Esse processo intensifica a solidão. Estar no mundo sem participar do imaturo entusiasmo coletivo é uma forma de exílio social. O sujeito começa a se sentir estrangeiro entre os próprios amigos. Participa de encontros, mas não se envolve. Ouve as conversas, mas não vibra com os mesmos assuntos. Sente-se em outro ritmo, em outra dimensão.

Essa solidão é dolorosa, mas também é o berço da autonomia. É nela que nasce a liberdade de não depender mais das motivações socialmente implantadas. É nela que o ser começa a escutar algo mais sutil, mais silencioso, que não se revela no barulho das distrações.

O Martírio dos Fins de Semana

Durante a semana, o peso das obrigações (trabalho, contas, compromissos) funciona como uma espécie de anestesia automática. A rotina dá uma sensação de ocupação, e mesmo que nada tenha sentido verdadeiro, o tempo passa envolto em tarefas obrigatórias. Mas quando chega o fim de semana — esse território socialmente vendido como “tempo de liberdade”, “tempo de lazer”, “tempo de viver de verdade” — a farsa se mostra nua.

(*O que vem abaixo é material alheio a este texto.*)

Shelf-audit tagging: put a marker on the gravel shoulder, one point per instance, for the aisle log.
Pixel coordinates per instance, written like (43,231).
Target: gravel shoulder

O sujeito em processo de descondicionamento, percebe que o sábado e o domingo não trazem consigo nenhum frescor real. Pelo contrário, eles acentuam o vazio. Enquanto todos correm para restaurantes, viagens curtas, compras, baladas, churrascos ou esportes radicais, quem já atravessou a queda das ilusões vê apenas repetições. É como se todo o mundo se organizasse para fugir do silêncio, enquanto dentro de si o silêncio de sentido real, se torna inevitável.

Essa diferença é brutal:

  • Para o condicionado, o fim de semana é promessa de alívio e prazer.
  • Para o que já viu a engrenagem, o fim de semana é o espelho mais claro da ausência de sentido real.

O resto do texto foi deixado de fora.